Era il 2017, quando un giovanissimo Denis Shapovalov si apprestava a disputare la sua seconda partita in Coppa Davis. Si trattava del match di ottavi di finale tra Canada e Gran Bretagna. Dall’altra parte della rete c’era Kyle Edmund, pronto a conquistare il punto decisivo per il passaggio ai quarti di finale.

Shapovalov era sotto di due set e nel terzo parziale si trovava a fronteggiare un’importante palla break. Perso il punto ed il servizio, per scaricare la sua frustrazione, il canadese decise di lanciare una pallina verso l’alto, e qui si consuma il dramma.

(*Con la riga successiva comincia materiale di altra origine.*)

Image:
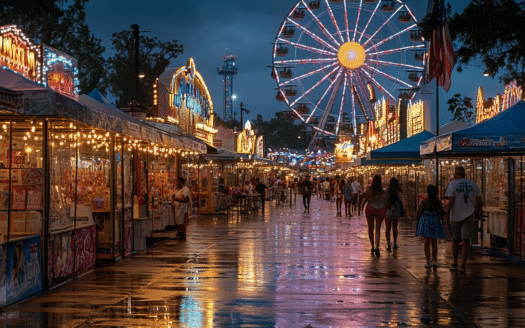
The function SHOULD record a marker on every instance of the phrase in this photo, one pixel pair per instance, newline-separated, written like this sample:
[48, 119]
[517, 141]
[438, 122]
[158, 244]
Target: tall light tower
[228, 70]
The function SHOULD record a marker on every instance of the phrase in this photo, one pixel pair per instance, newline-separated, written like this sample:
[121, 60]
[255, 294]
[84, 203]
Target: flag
[441, 51]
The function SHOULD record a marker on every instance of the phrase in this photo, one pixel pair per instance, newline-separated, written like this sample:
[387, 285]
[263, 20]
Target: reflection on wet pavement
[283, 269]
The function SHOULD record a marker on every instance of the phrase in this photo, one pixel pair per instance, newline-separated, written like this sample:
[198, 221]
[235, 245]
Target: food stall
[492, 153]
[402, 160]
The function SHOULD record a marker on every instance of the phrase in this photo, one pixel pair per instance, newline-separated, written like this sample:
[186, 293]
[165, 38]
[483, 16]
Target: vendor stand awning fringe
[92, 109]
[502, 134]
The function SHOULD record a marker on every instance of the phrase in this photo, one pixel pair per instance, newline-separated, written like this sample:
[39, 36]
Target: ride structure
[228, 70]
[333, 60]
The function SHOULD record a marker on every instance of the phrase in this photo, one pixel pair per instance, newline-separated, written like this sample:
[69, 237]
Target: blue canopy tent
[403, 150]
[502, 134]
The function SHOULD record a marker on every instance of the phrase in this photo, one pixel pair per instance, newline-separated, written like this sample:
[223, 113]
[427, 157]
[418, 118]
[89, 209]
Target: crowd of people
[456, 220]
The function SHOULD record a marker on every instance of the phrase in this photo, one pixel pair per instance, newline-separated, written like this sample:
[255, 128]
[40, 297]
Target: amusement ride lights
[332, 55]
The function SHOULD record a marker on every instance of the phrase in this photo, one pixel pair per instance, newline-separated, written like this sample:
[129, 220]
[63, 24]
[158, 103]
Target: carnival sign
[487, 143]
[18, 53]
[60, 71]
[344, 152]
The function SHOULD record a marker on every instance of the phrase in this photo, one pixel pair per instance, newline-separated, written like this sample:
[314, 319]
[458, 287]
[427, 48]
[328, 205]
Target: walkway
[283, 269]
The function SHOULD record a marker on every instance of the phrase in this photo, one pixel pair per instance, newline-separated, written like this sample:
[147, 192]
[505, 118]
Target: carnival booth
[66, 172]
[492, 153]
[402, 160]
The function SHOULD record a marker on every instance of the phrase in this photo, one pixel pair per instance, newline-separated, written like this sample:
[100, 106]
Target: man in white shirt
[181, 200]
[326, 188]
[463, 210]
[356, 190]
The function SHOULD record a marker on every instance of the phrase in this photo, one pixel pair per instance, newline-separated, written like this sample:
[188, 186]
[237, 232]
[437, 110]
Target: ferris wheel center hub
[351, 55]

La pallina colpisce il giudice di sedia ad un occhio; quest’ultimo ferito non può fare altro che squalificarlo immediatamente. Quella squalifica ha turbato Shapovalov per molto tempo, nonostante non avesse alcuna intenzione di procurare un danno ad un’altra persona.

Shapovalov prova a confortare Novak Djokovic

Molti giornalisti, dopo l’episodio che ha visto coinvolto Novak Djokovic agli US Open, hanno trovato delle forti analogie tra quanto accaduto al serbo e quella folle giornata di Davis.

Nessuno meglio di Shapovalov può quindi provare ad immaginare cosa sia passato nella mente di Djokovic in questi giorni. “Capisco perfettamente come si sente Novak” , ha spiegato l’attuale numero 17 del mondo.

“Mi sono già trovato in questo tipo di situazione. Spero che Novak possa superare questo momento ed andare avanti. Certo, devi crescere ed imparare la lezione. Ma Novak è stato molto, molto sfortunato. La palla avrebbe potuto colpire qualsiasi cosa.

Per fortuna stanno tutti bene. Ora, preferisco non rispondere ad altre domande sulla vicenda” . Sembra scontato ribadire che entrambi gli episodi sono avvenuti in maniera del tutto accidentale e che nessuno dei protagonisti aveva intezione di procurare un danno ai poveri malcapitati.

Il tennis viene definito spesso "lo sport del diavolo" e quello che è accaduto a Djokovic la scorsa domenica ne è la prova. Mantenere i nervi saldi per la durata di un intero match non è sempre scontato e facile nemmeno per i più grandi campioni.